“Se vedi uno scarafaggio, sai che non è mai solo.”
Con questa frase il Financial Times ha raccontato la nuova ondata di frodi bancarie che stanno emergendo tra Europa e Stati Uniti. L’ultimo caso riguarda BNP Paribas, colpita da un ammanco di 190 milioni di euro legato a una frode nei finanziamenti commerciali.
Non un episodio isolato, ma – come osserva il giornale londinese – un possibile segnale di una “nuova infestazione” nel sistema finanziario.
La metafora degli scarafaggi, resa celebre da Jamie Dimon (JPMorgan), descrive bene il rischio sistemico della frode: quando un caso emerge, è probabile che altri si nascondano appena oltre la superficie. E se fino a ieri si trattava di episodi circoscritti, oggi il fenomeno sembra assumere una dimensione globale, alimentato da un contesto di pressione, opportunità e razionalizzazione — i tre vertici del celebre “fraud triangle” formulato dal criminologo Donald Cressey negli anni Cinquanta.
Quando questi tre elementi coincidono, la frode diventa possibile: la pressione economica o personale spinge a “fare i numeri” a ogni costo; l’opportunità nasce da sistemi di controllo deboli o da catene decisionali opache; la razionalizzazione giustifica l’atto, trasformando l’abuso in necessità o normalità.
Il triangolo delle frodi non racconta il gesto di chi sbaglia, ma l’ambiente che lo rende possibile. E in quell’ambiente, la distanza tra etica e convenienza si assottiglia pericolosamente.
Pochi giorni dopo, anche il New York Times è tornato sulla stessa immagine nel suo editoriale “How Bad Is Finance’s Cockroach Problem? We Are About to Find Out”, osservando che forse le riforme nate dopo la crisi del 2008 non hanno risolto il problema, ma solo spostato il punto d’impatto. Laddove il FT mette in luce i casi, il NYT allarga la prospettiva: le regole hanno irrobustito le banche, ma hanno lasciato crescere nell’ombra un sistema parallelo, più opaco e meno regolato.
La coincidenza tra due voci autorevoli della stampa internazionale non è casuale.
Là dove l’etica e la trasparenza stanno diventando parte del racconto economico, in Italia la buona governance continua a non fare notizia. Le cronache aprono solo quando qualcosa si rompe, ma non raccontano mai chi lavora per evitarlo. È come se la compliance esistesse solo come reazione, mai come progettazione.

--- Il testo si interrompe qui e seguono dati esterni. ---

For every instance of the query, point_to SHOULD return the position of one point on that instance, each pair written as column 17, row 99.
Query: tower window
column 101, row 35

Eppure, l’Italia è tra i Paesi che più contribuiscono alla costruzione della buona governance internazionale. Lo dimostrano i casi d’impresa, i tavoli di diplomazia giuridica e i programmi accademici italiani citati nei paper del Business at OECD (BIAC) e del B20, e i ruoli di leadership che il nostro Paese ricopre nei comitati e nelle task force internazionali dedicate a integrità, sostenibilità e condotta responsabile.
Un esempio di diplomazia giuridica e industriale che rafforza la credibilità dell’Italia nei consessi multilaterali, anche se raramente trova spazio nella narrazione pubblica.
Finché la buona governance resterà invisibile, continueremo a confondere la trasparenza con la burocrazia e l’etica con la facciata. In un Paese dove la notizia arriva solo quando qualcosa si rompe, la vera innovazione sarebbe raccontare chi ogni giorno lavora per non farla rompere.
Perché forse la sfida non è eliminare gli scarafaggi, ma ridisegnare le condizioni che li attirano. E finché la buona governance resterà invisibile, continueremo a scambiare la trasparenza per ingenuità e l’opacità per forza.